The nice thing with stocks is you don’t have to plough all your money into one asset. You can build a diversified portfolio with several different stocks that each yield income. As a result, you can hedge your bets and ensure that your sources of income come from a variety of sectors and industries.
Pitfalls to avoid when investing for passive income
One mistake beginners often make when looking for passive income is to just buy stocks with the highest yield. Who doesn’t want to earn a 7-10% cash return on their capital?
Yet, there are often reasons why a stock’s yield is extremely elevated. It may be a bad balance sheet, a weakening business outlook, or even concerns about the viability of the dividend itself. Often, a rising yield is related to a declining stock price. You don’t want to buy a falling knife.
Look for total returns and best-in-class companies
What’s the point of collecting a high yield if that stock is rapidly declining, or if that dividend is at risk of being cut?
One of the best ways to avoid this is to build a dividend stock portfolio for its total returns. The best dividend stocks are those that regularly raise their dividends because their earnings/cash flows are likewise rising. With these stocks, you get the combination of attractive income and steady capital appreciation.
If you are looking for some ideas to build a passive-income portfolio, here is how I would structure it.
Utilities for safe passive income
A utility stock like Fortis (TSX:FTS) can be great structural ballast in a portfolio. It doesn’t grow much (about 4-6% per year), but it has a very stable, regulated electricity and natural gas transmission/distribution business.

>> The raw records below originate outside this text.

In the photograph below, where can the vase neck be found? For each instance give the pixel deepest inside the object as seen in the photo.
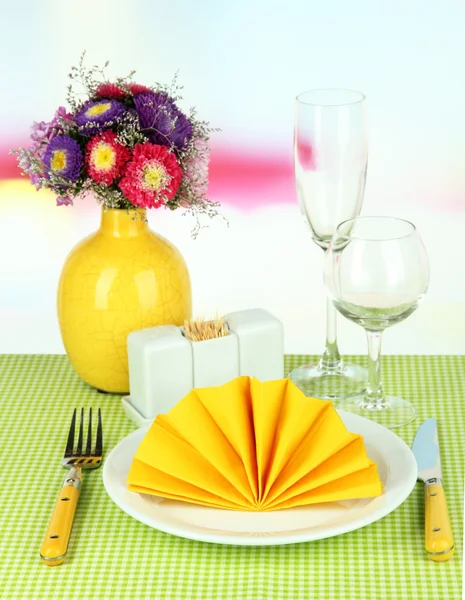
(122, 223)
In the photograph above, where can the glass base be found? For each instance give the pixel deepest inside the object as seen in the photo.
(340, 384)
(394, 412)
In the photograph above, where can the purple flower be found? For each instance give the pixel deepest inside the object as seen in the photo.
(43, 132)
(162, 121)
(64, 201)
(96, 116)
(63, 157)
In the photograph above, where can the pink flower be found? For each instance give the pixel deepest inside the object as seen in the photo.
(152, 177)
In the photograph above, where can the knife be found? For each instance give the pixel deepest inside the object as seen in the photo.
(439, 542)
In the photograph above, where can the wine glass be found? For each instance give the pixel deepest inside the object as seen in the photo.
(330, 160)
(376, 273)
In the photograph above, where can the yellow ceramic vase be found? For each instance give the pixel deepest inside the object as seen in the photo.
(121, 278)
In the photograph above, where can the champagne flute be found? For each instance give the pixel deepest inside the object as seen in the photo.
(330, 159)
(376, 273)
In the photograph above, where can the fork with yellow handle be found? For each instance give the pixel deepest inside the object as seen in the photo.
(55, 544)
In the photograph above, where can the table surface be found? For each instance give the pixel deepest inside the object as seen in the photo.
(112, 556)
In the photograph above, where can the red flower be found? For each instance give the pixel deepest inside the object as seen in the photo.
(105, 157)
(110, 90)
(152, 176)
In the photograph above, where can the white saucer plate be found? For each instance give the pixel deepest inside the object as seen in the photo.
(396, 465)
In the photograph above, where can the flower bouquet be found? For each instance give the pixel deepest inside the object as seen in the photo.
(132, 148)
(128, 144)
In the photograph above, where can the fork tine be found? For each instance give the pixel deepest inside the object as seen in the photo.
(99, 441)
(81, 434)
(70, 442)
(89, 434)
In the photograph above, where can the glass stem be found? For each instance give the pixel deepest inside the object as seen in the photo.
(331, 359)
(374, 395)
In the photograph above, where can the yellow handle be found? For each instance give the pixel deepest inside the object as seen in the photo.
(55, 543)
(439, 542)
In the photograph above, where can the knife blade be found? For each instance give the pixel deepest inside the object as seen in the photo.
(439, 542)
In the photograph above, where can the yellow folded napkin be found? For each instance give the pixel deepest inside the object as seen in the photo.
(252, 445)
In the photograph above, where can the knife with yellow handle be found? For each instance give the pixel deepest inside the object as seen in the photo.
(439, 542)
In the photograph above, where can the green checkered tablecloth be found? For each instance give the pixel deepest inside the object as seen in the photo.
(112, 556)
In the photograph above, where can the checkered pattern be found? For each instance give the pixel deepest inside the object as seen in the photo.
(112, 556)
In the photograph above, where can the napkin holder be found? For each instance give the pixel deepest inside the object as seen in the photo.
(164, 365)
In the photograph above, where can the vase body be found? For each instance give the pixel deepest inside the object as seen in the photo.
(122, 278)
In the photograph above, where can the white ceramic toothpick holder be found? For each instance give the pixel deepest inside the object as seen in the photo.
(164, 365)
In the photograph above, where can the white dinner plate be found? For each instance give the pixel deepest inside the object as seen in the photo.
(396, 465)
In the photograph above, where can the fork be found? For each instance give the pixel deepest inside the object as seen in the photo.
(55, 544)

Earnings don’t fluctuate too much from one year to the next. You can hold this stock through a variety of market cycles, and it is likely to deliver a mid- to high single-digit total return.
It only yields 3.5% today. However, it has a 52-year dividend-growth track record that is not matched by any other stock in Canada.
Real estate
Real estate stocks are especially nice if you want passive income on a monthly basis. Real estate investment trusts earn rents monthly, and they distribute a majority of that income back to unitholders monthly.
Granite REIT (TSX:GRT.UN) is a defensive Canadian REIT. Granite operates institutional-grade logistics, manufacturing, and warehousing properties across Canada, the U.S., and Europe. It has long-term leases to high-quality tenants. It yields 4.4% but has raised its distribution for 15 consecutive years.
Financials
Canada is very well-known for its Big Six banks. Every Canadian investor should have some exposure. Royal Bank of Canada (TSX:RY) is the largest and arguably best bank.
While it trades at a premium (and a lower yield of 3%), it has a top franchise in Canada and a great balance sheet. Banks can be economically sensitive, so position size accordingly. I prefer to own the best in the industry for stable, growing passive income.
Energy
Energy stocks are cyclical and can be a little riskier. However, there are a few energy stocks that are very well-managed. Their dividend track records are exceptional. Canadian Natural Resources (TSX:CNQ) is in a league of its own. It has grown its dividend for 25 years by a 21% compounded annual rate.
The company produces energy with factory-like efficiency. It has a strong balance sheet, great profitability, and decades of energy reserves. If you want passive income, own the best of the best in the industry (like CNQ), and you stand to do very well over the long term.